Turning downtown Augusta into an entertainment district would be a grave mistake, a city planner told Augusta's planning commission Monday - but not for the reasons that sparked months of debate between members of a Broad Street synagogue and supporters of a proposed bar.
Kelvin Powell, who studied the idea of a downtown entertainment district for the planning board, told the commission that Augusta not only is too small to support such an zone but it also lacks the kind of "big draw" that makes such districts successful.
After studying other cities throughout the nation, he said, he believes that places that have benefited from entertainment districts most are typically home to a large ball club or theme park.
"Downtown Augusta is still growing, and to convert it to an entertainment zone would be to restrict its future," he told the planning commission.

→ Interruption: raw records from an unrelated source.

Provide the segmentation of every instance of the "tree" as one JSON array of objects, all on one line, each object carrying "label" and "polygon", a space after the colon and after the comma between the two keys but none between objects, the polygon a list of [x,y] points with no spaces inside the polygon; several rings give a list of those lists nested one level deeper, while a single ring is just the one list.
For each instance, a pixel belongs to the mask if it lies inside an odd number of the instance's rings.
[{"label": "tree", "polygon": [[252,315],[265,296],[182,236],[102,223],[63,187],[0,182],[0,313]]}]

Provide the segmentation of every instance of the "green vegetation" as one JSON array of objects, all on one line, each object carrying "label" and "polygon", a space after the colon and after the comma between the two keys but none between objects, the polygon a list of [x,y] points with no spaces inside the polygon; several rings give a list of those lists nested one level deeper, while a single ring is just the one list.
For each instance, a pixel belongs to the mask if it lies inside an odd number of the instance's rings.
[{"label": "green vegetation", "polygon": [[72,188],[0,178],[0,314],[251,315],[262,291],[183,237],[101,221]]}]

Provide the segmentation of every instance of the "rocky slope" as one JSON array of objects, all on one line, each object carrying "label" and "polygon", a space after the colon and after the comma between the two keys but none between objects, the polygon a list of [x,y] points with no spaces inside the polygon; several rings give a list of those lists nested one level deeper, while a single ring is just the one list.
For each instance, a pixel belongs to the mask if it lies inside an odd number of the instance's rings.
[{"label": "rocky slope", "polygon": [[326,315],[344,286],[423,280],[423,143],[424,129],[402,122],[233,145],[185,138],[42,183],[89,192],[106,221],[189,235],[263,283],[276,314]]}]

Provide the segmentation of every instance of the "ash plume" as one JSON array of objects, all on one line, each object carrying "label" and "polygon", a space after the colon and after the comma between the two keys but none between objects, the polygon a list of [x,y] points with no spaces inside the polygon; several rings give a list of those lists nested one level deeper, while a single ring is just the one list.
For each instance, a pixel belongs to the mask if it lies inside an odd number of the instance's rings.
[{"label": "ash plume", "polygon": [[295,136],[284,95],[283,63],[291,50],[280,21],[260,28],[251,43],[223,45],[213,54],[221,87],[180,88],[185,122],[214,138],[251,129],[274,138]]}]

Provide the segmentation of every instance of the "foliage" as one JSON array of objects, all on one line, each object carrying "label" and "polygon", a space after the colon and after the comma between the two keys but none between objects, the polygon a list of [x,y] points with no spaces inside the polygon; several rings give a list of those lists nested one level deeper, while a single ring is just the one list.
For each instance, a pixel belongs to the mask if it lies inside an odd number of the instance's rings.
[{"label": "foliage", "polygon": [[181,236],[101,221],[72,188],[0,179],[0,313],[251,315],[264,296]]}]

The planning board will revisit the item next month, likely looking at the appointment of a downtown resource panel that would represent government offices, loft apartment residents and downtown merchants, in addition to bar and restaurant owners.
Last year, discussion surrounding a proposed entertainment district increased after an Augusta businessman was denied alcohol and dance hall licenses for his Broad Street bar when officials discovered an Orthodox Jewish synagogue was meeting in a former storefront next door. City law prohibits bars from opening within 100 yards of a place of worship.
Turning part of the downtown area into an entertainment district, however, would have removed or reduced those distance requirements.
Mr. Powell said that because about 50 percent of the downtown area is still vacant, the city should avoid "pigeonholing" it.
"We need to consider future growth," he said. "To restrict it to a certain zone would not be doing the city any justice."